Tuesday, 8 September 2015

Biathanatos (Canterbury MS U210/2/2)

We are pleased to announce the release of a facsimile production of an important manuscript copy of Donne's infamous work Biathanatos (see here), with much thanks to the Library and Archives of the Canterbury Cathedral for the images and permission to publish them. If you would like to participate in the John Donne Society's Prose project by transcribing this document, please contact Brent Nelson.

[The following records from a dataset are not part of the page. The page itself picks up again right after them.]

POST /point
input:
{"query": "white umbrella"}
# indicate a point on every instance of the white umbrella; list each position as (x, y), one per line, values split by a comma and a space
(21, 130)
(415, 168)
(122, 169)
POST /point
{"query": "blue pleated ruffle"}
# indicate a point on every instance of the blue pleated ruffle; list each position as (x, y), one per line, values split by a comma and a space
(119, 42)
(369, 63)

To provide some context for this manuscript, we have asked Daniel Starza Smith to provide a brief introduction.

Canterbury MS U210/2/2


Canterbury Cathedral’s manuscript copy of Biathanatos (MS U210/2/2, henceforth Canterbury), John Donne’s lengthy prose treaty on suicide, is a curious artifact. Donne himself implied that very few copies of this unusual work were transcribed in his own lifetime, perhaps even just one. Donne famously desired that this work should not be printed, entrusting it to his friend Robert Ker with the injunction: "I forbid it only the Presse, and the Fire; publish it not, but yet burn it not; and between those, do what you will with it" (Donne, 22). The evidence about its circulation in manuscript points similarly to a restricted readership, since Donne himself implied that very few copies of this unusual work were transcribed in his own lifetime. Yet we know the text was eventually printed (posthumously) in quarto, by Humphrey Moseley in 1647, and that at least one other manuscript survives apart from Canterbury (Bodleian Library, MS è Musaeo 131, known as Herbert; see Smith, 227–40). Before the discovery of Canterbury by Peter Beal, it was assumed that Donne had kept the circulation of this controversial work particularly private. This manuscript allows us to amend that view slightly, since the author seems not to have been involved in its production, or at least not closely.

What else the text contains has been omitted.